Il y a, surtout, la gestion des groupes islamistes. En position de force, l'armée avait négocié la reddition de la plupart d'entre eux. M. Bouteflika est allé au-delà en leur octroyant une "grâce amnistiante". Les militaires n'auraient pas apprécié cette largesse ni l'installation d'une commission chargée d'enquêter sur les milliers d'Algériens "disparus" après être passés entre les mains des services de sécurité. "Le président se retourne contre ceux à qui il doit tout", résume le directeur du Matin.
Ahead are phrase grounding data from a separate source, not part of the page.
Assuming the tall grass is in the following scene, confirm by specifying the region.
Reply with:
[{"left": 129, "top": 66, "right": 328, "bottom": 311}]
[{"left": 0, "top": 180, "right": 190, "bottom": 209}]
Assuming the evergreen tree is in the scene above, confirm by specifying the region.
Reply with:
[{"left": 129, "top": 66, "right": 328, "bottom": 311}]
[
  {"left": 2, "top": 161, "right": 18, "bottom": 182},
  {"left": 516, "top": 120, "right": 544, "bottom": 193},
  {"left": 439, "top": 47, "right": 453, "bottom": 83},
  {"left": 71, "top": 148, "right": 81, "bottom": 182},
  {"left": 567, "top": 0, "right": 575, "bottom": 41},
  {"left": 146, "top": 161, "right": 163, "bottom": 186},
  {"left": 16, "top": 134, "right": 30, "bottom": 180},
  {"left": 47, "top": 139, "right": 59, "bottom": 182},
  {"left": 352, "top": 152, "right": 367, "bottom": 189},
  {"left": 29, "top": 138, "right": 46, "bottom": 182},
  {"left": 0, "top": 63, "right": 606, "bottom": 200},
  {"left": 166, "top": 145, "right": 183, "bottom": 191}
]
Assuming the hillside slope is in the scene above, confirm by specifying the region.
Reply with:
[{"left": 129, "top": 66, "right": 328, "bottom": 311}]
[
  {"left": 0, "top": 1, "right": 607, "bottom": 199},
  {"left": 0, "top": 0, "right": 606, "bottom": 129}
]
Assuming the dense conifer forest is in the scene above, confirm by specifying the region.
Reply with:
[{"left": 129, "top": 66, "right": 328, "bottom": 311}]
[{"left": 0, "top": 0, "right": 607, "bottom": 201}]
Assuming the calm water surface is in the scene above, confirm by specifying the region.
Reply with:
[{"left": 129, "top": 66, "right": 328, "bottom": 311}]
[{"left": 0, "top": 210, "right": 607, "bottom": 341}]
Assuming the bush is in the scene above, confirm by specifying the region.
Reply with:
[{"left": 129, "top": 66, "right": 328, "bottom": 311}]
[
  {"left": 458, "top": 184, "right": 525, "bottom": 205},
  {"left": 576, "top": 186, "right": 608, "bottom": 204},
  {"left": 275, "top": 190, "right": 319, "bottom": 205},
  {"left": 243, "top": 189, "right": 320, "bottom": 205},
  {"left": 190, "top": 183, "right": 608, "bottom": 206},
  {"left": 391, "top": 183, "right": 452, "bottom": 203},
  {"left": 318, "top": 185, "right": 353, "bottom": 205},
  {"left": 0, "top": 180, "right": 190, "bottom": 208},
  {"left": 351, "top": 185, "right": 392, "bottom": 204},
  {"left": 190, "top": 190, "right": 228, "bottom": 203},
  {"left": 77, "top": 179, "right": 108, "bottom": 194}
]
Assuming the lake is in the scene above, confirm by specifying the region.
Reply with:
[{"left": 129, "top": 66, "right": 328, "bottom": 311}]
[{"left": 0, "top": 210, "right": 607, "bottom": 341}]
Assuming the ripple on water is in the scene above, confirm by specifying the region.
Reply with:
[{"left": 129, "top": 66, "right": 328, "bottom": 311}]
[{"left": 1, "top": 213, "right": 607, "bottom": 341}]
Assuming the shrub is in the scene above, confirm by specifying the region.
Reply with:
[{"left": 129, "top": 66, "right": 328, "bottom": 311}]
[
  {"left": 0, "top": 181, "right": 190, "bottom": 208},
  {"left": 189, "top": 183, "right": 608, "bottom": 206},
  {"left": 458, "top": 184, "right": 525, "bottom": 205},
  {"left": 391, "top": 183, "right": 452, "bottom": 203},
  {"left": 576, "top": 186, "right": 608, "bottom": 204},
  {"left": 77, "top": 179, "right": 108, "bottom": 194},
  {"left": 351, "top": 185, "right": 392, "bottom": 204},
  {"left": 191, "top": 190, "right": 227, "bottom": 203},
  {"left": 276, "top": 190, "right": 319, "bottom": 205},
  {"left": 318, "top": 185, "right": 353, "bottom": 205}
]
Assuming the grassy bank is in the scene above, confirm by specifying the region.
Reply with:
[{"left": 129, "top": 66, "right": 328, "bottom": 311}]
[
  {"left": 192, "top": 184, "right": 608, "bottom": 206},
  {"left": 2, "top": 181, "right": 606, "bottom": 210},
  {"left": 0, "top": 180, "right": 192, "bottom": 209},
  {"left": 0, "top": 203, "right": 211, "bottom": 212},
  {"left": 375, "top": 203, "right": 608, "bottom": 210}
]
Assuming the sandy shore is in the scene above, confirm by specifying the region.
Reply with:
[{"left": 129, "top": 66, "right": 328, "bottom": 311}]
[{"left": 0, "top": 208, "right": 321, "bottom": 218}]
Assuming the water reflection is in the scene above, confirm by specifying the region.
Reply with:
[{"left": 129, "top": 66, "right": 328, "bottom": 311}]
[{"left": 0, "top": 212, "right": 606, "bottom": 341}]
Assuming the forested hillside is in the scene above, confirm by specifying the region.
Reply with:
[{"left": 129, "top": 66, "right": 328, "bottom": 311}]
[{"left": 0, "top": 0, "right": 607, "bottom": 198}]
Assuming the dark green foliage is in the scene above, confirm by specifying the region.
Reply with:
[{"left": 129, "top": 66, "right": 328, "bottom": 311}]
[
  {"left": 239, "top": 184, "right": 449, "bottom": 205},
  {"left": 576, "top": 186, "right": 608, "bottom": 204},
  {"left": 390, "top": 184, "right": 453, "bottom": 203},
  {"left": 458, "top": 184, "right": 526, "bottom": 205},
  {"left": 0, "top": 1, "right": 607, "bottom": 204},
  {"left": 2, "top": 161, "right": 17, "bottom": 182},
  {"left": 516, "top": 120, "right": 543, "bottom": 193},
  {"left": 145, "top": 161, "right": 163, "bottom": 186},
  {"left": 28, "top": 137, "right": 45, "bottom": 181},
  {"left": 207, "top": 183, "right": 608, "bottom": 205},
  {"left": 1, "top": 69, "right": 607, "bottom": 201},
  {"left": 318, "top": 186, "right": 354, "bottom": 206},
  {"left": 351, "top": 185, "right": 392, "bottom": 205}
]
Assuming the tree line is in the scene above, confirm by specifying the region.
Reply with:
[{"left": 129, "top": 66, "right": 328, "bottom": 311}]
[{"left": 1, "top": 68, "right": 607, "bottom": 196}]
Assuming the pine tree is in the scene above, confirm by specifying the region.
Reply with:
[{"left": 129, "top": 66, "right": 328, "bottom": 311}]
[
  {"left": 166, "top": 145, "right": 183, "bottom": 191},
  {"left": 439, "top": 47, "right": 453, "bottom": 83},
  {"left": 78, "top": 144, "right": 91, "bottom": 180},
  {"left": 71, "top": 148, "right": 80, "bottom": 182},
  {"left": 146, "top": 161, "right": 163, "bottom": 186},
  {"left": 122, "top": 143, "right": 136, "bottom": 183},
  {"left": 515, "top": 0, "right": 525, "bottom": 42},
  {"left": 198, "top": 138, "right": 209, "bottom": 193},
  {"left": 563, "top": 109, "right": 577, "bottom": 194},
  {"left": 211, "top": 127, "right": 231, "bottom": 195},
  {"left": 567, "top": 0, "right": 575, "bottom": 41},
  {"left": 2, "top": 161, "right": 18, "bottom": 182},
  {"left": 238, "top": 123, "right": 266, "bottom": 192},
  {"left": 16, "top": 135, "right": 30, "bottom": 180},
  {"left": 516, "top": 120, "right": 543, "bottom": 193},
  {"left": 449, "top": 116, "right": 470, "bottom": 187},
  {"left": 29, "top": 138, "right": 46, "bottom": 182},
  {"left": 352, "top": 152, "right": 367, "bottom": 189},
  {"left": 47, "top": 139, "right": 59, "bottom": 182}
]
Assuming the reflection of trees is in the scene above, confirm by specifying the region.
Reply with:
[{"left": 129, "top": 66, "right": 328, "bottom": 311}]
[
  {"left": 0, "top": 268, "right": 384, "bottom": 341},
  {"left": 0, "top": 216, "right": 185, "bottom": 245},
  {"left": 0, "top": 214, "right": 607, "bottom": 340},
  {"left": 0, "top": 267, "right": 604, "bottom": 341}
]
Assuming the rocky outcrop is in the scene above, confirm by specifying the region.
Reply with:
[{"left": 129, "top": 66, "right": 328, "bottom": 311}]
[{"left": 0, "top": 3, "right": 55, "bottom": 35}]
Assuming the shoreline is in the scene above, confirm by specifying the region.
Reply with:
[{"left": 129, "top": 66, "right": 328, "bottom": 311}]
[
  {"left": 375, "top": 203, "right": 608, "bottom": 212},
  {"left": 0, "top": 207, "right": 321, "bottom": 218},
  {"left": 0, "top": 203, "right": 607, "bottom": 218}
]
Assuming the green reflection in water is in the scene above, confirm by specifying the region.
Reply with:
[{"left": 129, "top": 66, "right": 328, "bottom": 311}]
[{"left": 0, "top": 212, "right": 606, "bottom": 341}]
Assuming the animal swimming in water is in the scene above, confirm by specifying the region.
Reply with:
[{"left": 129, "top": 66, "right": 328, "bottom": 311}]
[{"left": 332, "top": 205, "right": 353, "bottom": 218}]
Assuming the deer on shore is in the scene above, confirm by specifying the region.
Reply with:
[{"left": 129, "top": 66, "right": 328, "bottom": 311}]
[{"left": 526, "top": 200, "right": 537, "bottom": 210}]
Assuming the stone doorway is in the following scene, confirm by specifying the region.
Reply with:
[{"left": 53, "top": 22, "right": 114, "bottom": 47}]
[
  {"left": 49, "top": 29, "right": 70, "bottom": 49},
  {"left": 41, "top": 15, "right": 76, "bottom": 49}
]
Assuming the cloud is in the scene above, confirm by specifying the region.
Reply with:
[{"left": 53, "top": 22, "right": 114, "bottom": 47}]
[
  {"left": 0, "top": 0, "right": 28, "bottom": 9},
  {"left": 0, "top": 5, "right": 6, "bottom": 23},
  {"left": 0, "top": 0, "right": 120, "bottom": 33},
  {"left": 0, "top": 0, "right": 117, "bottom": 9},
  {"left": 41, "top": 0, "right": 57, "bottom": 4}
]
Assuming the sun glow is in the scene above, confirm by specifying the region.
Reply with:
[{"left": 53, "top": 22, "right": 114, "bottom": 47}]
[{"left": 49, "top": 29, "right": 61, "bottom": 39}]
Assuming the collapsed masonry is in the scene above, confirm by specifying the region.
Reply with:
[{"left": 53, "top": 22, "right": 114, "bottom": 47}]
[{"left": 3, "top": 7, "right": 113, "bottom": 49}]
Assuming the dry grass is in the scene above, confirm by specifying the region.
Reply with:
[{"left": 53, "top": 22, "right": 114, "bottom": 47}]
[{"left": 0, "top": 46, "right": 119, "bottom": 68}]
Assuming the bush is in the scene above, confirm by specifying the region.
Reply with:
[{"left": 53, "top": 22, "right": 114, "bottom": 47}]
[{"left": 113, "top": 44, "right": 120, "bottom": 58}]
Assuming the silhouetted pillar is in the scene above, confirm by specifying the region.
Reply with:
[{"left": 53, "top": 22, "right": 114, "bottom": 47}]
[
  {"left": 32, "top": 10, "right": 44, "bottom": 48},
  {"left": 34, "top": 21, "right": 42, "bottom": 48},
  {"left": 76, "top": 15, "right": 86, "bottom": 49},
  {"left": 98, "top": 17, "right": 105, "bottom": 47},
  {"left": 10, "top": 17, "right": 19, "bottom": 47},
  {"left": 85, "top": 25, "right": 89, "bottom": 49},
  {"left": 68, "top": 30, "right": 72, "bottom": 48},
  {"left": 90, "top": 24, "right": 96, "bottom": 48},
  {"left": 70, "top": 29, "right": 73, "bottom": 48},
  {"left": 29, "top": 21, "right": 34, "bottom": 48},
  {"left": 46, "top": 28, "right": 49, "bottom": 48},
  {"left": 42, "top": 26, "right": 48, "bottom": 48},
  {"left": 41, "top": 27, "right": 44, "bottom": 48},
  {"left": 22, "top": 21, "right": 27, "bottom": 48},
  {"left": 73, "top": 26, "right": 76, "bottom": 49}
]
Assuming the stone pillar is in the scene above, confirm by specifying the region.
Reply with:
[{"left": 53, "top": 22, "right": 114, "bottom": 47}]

Jusqu'ici, la bataille est feutrée et le "candidat-président" se comporte comme s'il voulait se succéder à lui-même. Chaque soir, la télévision le montre qui sillonne le pays, inaugure des écoles, distribue la manne de l'Etat. La foule est au rendez-vous et l'acclame comme naguère tous ses prédécesseurs. La télévision est encore là pour vendre le bilan du quinquennat : la violence qui n'est plus que " résiduelle", l'apaisement en Kabylie, la restauration de l'image de l'Algérie sur la scène internationale, les caisses de l'Etat bien remplies, la croissance économique proche de 7 % en 2003... Rien n'est faux, mais tout mérite que l'on y regarde à deux fois. Ainsi, les chiffres flatteurs de l'économie doivent davantage aux cours du pétrole sur le marché international et à une météo parfaite pour les cultures qu'à l'audace des réformes. "Les résultats économiques sont médiocres", nuance un autre candidat à la présidentielle, l'économiste Ahmed Benbitour.
Quoi qu'il en soit, le président sortant peut-il l'emporter contre l'armée ? La question divise. "Impossible, ça voudrait dire que nous sommes devenus un pays comme la Suède", ironise un homme du sérail, sous couvert d'anonymat. D'autres jurent que l'armée est divisée et que le chef de l'Etat peut s'appuyer sur les services de sécurité omniprésents dans le pays. L'idée est rassurante pour les partisans du chef de l'Etat mais difficile à admettre : si l'ancienne Sécurité militaire était "pro- Bouteflika", jamais le FNL n'aurait basculé ; le syndicat officiel ne ferait pas montre d'attentisme et les islamistes "modérés" seraient plus accommodants.
Pour la demi-douzaine de personnalités qui peuvent espérer franchir l'obstacle de la validation de leur candidature par le Conseil constitutionnel, la querelle au sommet de l'Etat est une aubaine. Certes, quelques-uns redoutent un compromis de dernière minute entre le président et les militaires dont ils feraient les frais. Mais d'autres voient le président renoncer à se présenter et rêvent d'être adoubés par l'armée. Et puis, il y a ceux qui misent sur l'armée pour que la compétition soit équitable entre le candidat-président et ses adversaires. "J'ai eu des assurances formelles. L'armée n'a pas de candidat", soutient le général Rachid Benyellès, une sorte de "M. Propre" dans la course à la présidence.
Si c'est le cas, pour la première fois dans l'histoire de l'Algérie, il faudra attendre le soir du second tour pour connaître le nom du vainqueur.